Let’s say your husband wants to take a walk with you. He doesn’t realize you are exhausted and your legs hurt, he doesn’t even recall that you are in your first trimester. You think, “I’m a good wife, so I’m going to go on the walk.” But you aren’t in touch with yourself; you don’t own your happiness. And while you’re walking with your husband you’re tired and in pain, so you start getting angry and resentful and then you think, “Why is he making me do this?” Eventually this causes the two of you start fighting while you’re supposed to be on this nice walk. If you let him know how you feel—that you are not up to a walk now—by saying something graciously like, “I would love to, but I prefer a drive because my feet are hurting me,” then you can both be happy. This happens all the time. Women don’t know what they want, so they make decisions that don’t serve them well and ultimately hurt the relationship.

How do you implement this concept of creating your own happiness on a typical night? I’d imagine that many women who come to you don’t have husbands who are making overtures to spend time with them.
Many women feel guilty when sitting down to read when there’s laundry to do and dishes to wash. But there’s no reason to feel guilty. If you want a night off, take it. No one will gain if you don’t. When you pamper yourself, you will have more energy and feel better. You’ll feel happier giving to others when you feel happy about yourself. Many women neglect themselves while taking care of the needs of their family.

What are some of the other skills to make a marriage better?
Receiving graciously is another skill—saying thank you for everything your husband does for you. Your husband’s “love language” is not your language. Women love words of affirmation, but many men don’t know how to say them. Women love gifts, but many men don’t understand the need.
Once you receive graciously—even if it’s a simple thing—over time, your husband will get better at his areas of weakness. But if you don’t receive graciously, your husband has no opportunity to learn and grow in that area, because he doesn’t know how much it means to you. When you appreciate your husband for who he is and accept what he does have to give you, it gives him the emotional strength to try to improve in other areas, and it becomes possible for him to be better at your “love language.”

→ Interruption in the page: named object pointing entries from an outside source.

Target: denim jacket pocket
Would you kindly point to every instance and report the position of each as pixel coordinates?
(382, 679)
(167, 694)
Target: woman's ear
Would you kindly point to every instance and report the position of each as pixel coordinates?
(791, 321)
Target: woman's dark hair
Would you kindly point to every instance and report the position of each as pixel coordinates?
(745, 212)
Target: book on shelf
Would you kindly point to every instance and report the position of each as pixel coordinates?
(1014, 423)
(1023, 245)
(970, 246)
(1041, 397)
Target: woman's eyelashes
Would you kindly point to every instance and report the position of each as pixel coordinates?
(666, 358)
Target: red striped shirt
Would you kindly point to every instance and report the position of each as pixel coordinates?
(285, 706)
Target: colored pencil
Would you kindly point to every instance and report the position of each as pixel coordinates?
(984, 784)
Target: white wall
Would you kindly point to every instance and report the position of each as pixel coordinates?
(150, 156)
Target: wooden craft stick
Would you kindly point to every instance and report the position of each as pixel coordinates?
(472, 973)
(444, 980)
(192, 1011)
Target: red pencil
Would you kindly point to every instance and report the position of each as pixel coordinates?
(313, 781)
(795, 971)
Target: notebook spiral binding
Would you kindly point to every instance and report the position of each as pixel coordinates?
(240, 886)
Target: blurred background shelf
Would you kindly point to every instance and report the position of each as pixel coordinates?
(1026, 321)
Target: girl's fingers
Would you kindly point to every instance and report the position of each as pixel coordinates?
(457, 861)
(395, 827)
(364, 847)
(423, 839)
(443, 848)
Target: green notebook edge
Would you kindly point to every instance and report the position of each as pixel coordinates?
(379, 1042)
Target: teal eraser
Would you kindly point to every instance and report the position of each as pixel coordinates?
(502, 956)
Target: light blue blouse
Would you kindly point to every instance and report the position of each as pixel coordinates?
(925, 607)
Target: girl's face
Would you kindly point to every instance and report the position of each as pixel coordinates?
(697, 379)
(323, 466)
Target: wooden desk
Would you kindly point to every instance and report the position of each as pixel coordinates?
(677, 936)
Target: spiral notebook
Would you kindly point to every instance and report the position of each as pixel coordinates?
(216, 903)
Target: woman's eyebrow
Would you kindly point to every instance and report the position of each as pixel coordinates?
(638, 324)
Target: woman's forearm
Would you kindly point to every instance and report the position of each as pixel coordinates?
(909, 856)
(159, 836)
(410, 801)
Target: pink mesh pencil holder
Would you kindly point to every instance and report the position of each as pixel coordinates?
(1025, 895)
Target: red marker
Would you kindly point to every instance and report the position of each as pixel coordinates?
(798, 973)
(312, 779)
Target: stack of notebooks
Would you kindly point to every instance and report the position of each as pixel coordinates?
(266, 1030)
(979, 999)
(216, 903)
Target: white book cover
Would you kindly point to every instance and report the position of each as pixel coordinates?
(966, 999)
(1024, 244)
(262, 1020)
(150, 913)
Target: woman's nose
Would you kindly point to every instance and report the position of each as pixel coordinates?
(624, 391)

What exactly is “love language”?
We all have specific ways we like to give and receive love; that’s our language of love. Your husband might love acts of service and therefore always does acts of service to express his love. In contrast, you want him to say nice things and to compliment you. When you graciously receive what he gives, even if it’s not the way you want it, there’s a better chance that your husband will become better at giving in ways you want it. When you give your husband respect and accept him, he feels better about himself. When he feels good as your husband he will want to make you happy, and what you like will become more important to him.